2017-07-20

Cato: Lucia and PHH: Two Cases, Two Arguments for Constitutional Principles

It’s not often an appellate court agrees to re-hear a case en banc—that is, reexamine a decided case with all active judges participating—and when it does, usually it’s because the case is of particular importance.  Today the federal appeals court in D.C. heard two such cases, and both address fundamental issues of due process and constitutional integrity.  Heavy and exciting stuff.  Cato filed amicus briefs in both cases, given their potential impact on core principles of liberty and the rule of law.

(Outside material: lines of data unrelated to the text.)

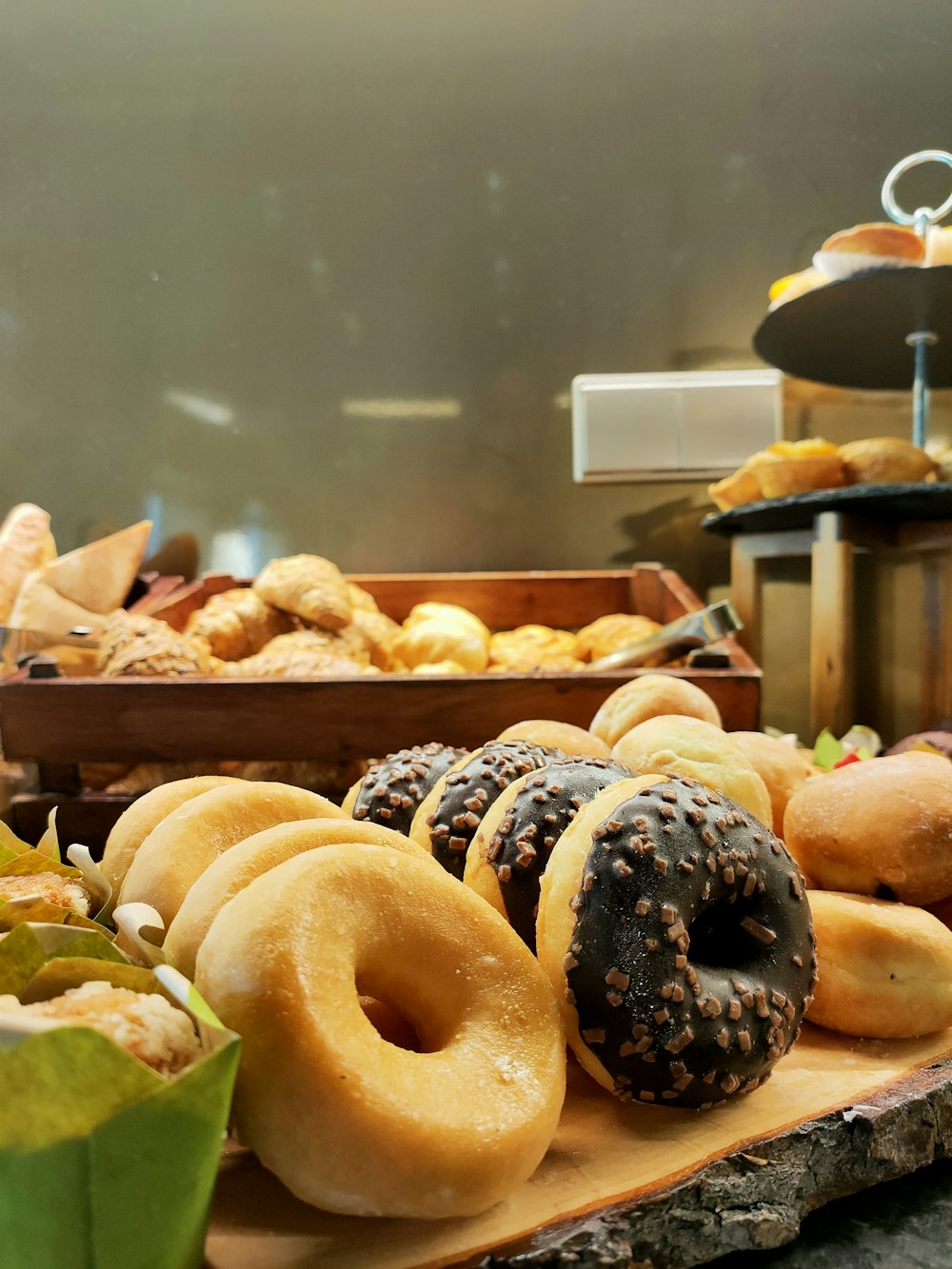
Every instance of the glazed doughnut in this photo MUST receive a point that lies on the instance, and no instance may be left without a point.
(179, 849)
(449, 815)
(885, 968)
(346, 1120)
(676, 933)
(392, 789)
(147, 812)
(878, 827)
(646, 697)
(573, 742)
(510, 849)
(678, 745)
(258, 854)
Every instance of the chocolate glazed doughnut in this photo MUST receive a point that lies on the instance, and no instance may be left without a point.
(392, 789)
(449, 816)
(688, 964)
(512, 846)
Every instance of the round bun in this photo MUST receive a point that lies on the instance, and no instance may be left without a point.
(512, 846)
(677, 937)
(391, 791)
(611, 633)
(235, 869)
(885, 461)
(883, 239)
(449, 815)
(179, 849)
(573, 742)
(878, 827)
(678, 745)
(781, 766)
(346, 1120)
(647, 697)
(148, 812)
(871, 953)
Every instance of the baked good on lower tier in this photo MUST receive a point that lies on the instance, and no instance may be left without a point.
(676, 933)
(447, 819)
(878, 827)
(347, 1120)
(885, 968)
(392, 789)
(512, 846)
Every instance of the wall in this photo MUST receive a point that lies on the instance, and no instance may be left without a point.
(239, 241)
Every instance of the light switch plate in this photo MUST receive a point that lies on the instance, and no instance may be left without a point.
(693, 424)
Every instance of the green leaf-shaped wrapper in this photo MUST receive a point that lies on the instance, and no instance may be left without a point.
(103, 1162)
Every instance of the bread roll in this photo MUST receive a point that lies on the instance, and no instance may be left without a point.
(646, 697)
(880, 827)
(781, 766)
(678, 745)
(885, 968)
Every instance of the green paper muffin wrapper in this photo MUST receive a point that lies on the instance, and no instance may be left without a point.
(103, 1162)
(19, 860)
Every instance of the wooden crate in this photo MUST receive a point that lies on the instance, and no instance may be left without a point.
(65, 721)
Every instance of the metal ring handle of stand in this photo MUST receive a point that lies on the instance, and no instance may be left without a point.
(923, 216)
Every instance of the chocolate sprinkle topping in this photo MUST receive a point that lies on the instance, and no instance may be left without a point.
(483, 780)
(727, 949)
(392, 789)
(537, 816)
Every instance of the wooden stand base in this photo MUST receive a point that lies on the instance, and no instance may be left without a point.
(643, 1187)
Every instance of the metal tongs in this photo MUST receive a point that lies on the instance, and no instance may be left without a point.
(677, 639)
(18, 644)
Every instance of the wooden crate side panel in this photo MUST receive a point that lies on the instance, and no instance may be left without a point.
(139, 720)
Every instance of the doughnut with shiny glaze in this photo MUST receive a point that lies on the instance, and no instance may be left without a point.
(346, 1120)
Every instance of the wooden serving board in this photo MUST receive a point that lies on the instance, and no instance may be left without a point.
(643, 1187)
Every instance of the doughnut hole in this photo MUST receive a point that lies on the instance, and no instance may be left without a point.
(348, 1120)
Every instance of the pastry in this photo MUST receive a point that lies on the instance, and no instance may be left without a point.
(885, 461)
(392, 789)
(301, 655)
(132, 644)
(646, 697)
(143, 1023)
(509, 853)
(307, 586)
(781, 766)
(148, 812)
(346, 1120)
(878, 827)
(26, 544)
(442, 632)
(571, 740)
(870, 955)
(182, 845)
(678, 745)
(238, 624)
(235, 869)
(676, 933)
(447, 819)
(613, 632)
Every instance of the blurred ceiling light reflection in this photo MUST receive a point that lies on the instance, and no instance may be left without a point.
(402, 407)
(201, 407)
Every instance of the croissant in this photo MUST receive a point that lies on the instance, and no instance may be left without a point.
(310, 587)
(238, 624)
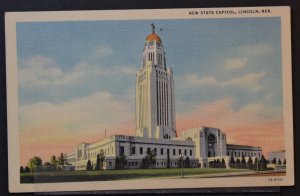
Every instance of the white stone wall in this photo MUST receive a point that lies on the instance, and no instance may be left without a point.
(155, 108)
(278, 155)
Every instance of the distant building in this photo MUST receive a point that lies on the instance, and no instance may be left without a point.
(155, 126)
(278, 155)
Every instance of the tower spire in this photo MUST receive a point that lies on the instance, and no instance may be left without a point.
(153, 28)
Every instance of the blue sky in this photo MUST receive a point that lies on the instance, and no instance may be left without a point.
(199, 47)
(79, 77)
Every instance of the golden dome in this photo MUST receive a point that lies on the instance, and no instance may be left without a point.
(153, 37)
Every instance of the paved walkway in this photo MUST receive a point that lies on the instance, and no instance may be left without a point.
(232, 174)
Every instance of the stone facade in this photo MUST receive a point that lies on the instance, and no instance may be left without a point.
(278, 155)
(155, 126)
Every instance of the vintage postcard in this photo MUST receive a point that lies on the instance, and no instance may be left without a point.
(149, 99)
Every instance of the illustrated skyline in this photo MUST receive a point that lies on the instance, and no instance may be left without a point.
(77, 79)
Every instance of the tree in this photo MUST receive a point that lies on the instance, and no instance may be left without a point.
(187, 162)
(263, 163)
(255, 164)
(168, 161)
(53, 161)
(238, 163)
(180, 162)
(279, 161)
(34, 162)
(89, 166)
(149, 160)
(223, 164)
(243, 163)
(250, 163)
(27, 169)
(274, 161)
(61, 161)
(232, 162)
(97, 167)
(22, 169)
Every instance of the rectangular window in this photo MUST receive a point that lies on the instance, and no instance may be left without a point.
(121, 150)
(133, 150)
(141, 150)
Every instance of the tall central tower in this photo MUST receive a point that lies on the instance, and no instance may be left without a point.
(155, 109)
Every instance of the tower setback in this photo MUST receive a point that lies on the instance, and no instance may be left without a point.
(155, 108)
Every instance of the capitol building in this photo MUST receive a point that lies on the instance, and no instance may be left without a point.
(156, 128)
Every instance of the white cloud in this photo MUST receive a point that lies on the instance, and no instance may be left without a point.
(235, 63)
(102, 52)
(41, 71)
(89, 114)
(259, 49)
(249, 81)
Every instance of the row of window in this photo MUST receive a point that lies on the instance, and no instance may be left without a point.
(105, 151)
(247, 154)
(162, 151)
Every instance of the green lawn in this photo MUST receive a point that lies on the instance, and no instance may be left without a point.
(79, 176)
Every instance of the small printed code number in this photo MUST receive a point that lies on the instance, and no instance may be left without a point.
(275, 179)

The first case, Lucia v. SEC, considers the role of the Administrative Law Judge (ALJ).  While the case was nominally about whether ALJs are inferior officers, and therefore subject to certain constitutional appointment and removal proceedings, at its heart is the question: what makes a judge a judge?

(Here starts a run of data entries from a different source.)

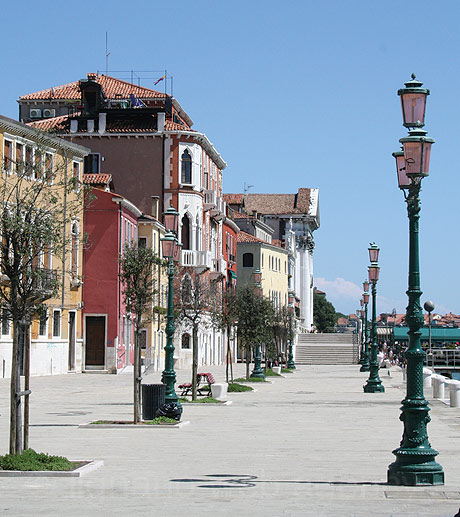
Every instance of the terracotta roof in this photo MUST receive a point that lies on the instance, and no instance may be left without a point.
(112, 88)
(241, 215)
(247, 237)
(97, 179)
(233, 199)
(139, 124)
(52, 124)
(279, 203)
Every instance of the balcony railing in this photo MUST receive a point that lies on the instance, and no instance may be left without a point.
(198, 259)
(219, 268)
(209, 199)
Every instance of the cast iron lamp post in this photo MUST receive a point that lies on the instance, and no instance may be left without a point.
(365, 365)
(291, 364)
(374, 384)
(170, 250)
(415, 458)
(429, 307)
(257, 372)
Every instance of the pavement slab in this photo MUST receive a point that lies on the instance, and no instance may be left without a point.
(310, 443)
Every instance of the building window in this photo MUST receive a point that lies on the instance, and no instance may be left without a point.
(248, 260)
(74, 256)
(186, 167)
(8, 155)
(5, 323)
(91, 163)
(57, 323)
(48, 167)
(186, 341)
(43, 322)
(19, 157)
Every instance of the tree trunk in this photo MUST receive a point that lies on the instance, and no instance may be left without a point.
(26, 384)
(248, 360)
(137, 377)
(15, 399)
(229, 355)
(194, 359)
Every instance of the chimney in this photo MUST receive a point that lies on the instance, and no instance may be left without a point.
(102, 123)
(155, 206)
(161, 117)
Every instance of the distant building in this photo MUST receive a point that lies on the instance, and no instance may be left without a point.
(292, 219)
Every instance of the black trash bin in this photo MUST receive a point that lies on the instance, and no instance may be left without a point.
(153, 396)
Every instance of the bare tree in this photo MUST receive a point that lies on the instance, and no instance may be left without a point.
(136, 274)
(193, 306)
(38, 201)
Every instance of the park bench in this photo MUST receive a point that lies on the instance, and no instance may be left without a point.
(203, 385)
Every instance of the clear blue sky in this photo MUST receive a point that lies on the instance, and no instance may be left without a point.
(292, 94)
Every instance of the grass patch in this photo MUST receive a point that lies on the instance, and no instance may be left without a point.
(234, 387)
(31, 460)
(160, 420)
(251, 379)
(270, 373)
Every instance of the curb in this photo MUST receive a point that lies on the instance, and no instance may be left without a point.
(88, 467)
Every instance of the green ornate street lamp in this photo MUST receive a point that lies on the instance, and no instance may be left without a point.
(374, 384)
(258, 372)
(415, 458)
(291, 364)
(365, 364)
(171, 250)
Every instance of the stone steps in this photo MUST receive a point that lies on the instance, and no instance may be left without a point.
(326, 349)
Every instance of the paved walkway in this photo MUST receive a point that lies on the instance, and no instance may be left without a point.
(311, 443)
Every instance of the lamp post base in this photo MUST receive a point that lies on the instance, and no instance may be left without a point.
(374, 386)
(421, 474)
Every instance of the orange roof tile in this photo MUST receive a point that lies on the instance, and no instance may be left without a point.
(233, 199)
(247, 237)
(112, 88)
(97, 179)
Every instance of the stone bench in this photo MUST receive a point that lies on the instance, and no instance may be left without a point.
(454, 392)
(439, 384)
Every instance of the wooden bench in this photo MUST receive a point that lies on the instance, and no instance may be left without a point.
(203, 385)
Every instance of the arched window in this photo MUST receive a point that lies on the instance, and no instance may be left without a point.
(74, 256)
(186, 167)
(185, 233)
(248, 260)
(186, 341)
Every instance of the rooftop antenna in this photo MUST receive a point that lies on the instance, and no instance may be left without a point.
(107, 54)
(246, 188)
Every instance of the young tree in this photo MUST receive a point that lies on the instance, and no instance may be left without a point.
(255, 318)
(38, 201)
(136, 274)
(324, 315)
(225, 315)
(193, 309)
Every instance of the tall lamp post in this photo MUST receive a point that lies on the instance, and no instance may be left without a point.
(365, 366)
(374, 384)
(291, 364)
(415, 459)
(361, 313)
(429, 307)
(257, 372)
(170, 249)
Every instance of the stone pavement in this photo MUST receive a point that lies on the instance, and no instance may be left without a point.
(311, 443)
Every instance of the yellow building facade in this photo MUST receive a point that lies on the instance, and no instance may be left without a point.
(56, 335)
(150, 233)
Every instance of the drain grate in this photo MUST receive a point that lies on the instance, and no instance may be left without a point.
(422, 494)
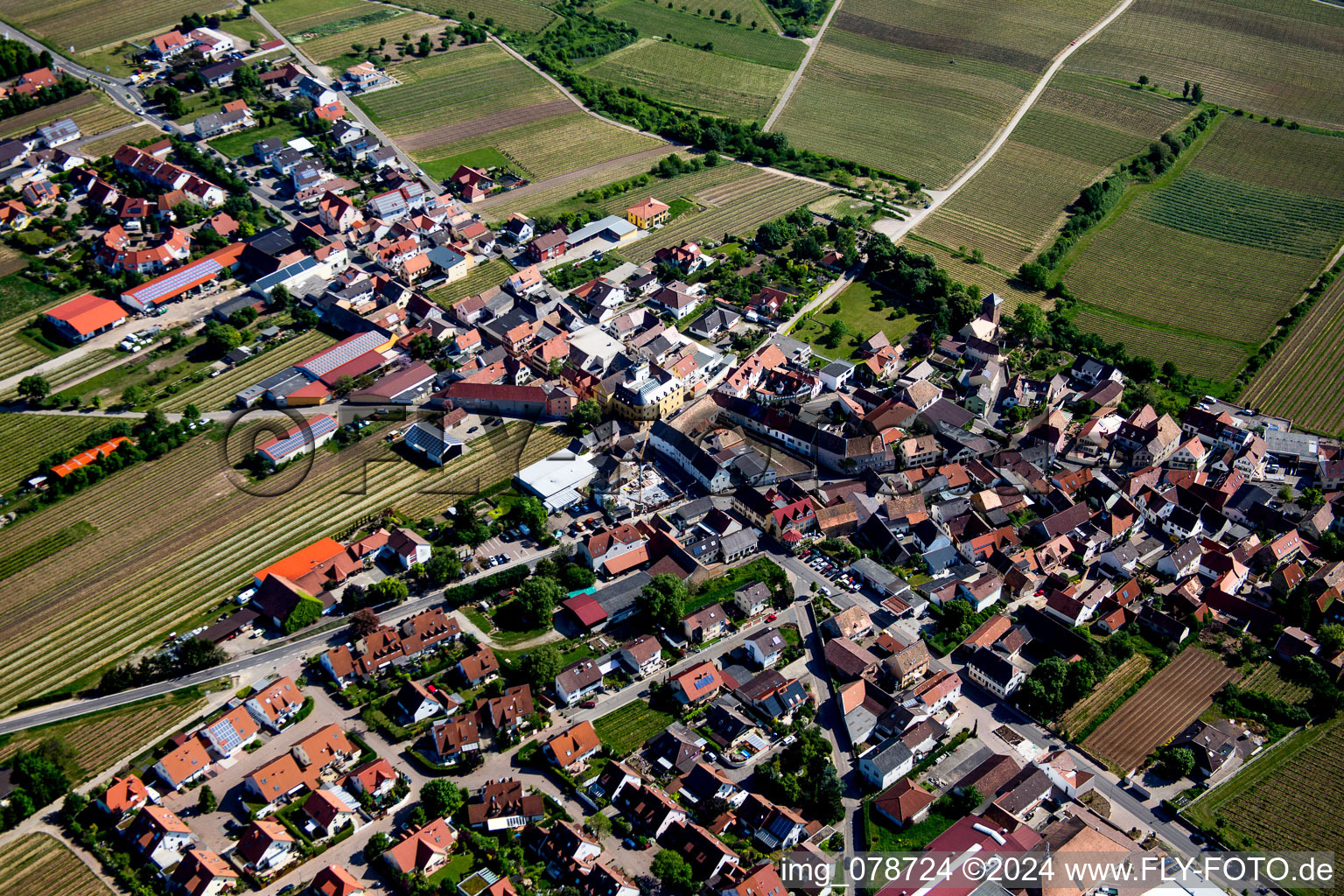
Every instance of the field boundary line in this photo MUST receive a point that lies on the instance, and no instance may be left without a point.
(797, 74)
(898, 230)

Most Americans expect that if the government is going to haul them in for alleged wrongdoing, they’ll at least have their case heard by an impartial judge, with all the usual legal protections.  And this is what Americans should expect.  Unfortunately, some federal agencies operate differently, using their own internal administrative proceedings, with their own ALJs, to determine if someone has broken the rules, and to impose a fine or other punishment.

The vast majority of ALJs work for the Social Security Administration, determining whether individuals are eligible for benefits.  As Lucia’s lawyer pointed out in argument today, there is a big difference between ALJs determining whether someone will receive something from the government, as the Social Security Administration’s ALJs do, and determining whether the government will take something from someone.

ALJs who oversee adversarial proceedings, such as those at the SEC along with a handful of other agencies, exercise a level of discretion and carry out responsibilities almost indistinguishable from those of judges in federal court.  The SEC has argued that the crucial difference is that ALJs’ decisions are not technically final until the Commissioners themselves have signed off on them.  But while the Commissioners review the ALJs’ application of the law, they do not review what is known as “findings of fact” or the admissibility of evidence.  That means that the ALJs are the only people who decide what documents and testimony will be used to prove the case, listen to the witnesses and decide whether they’re telling the truth, and determine what “really” happened.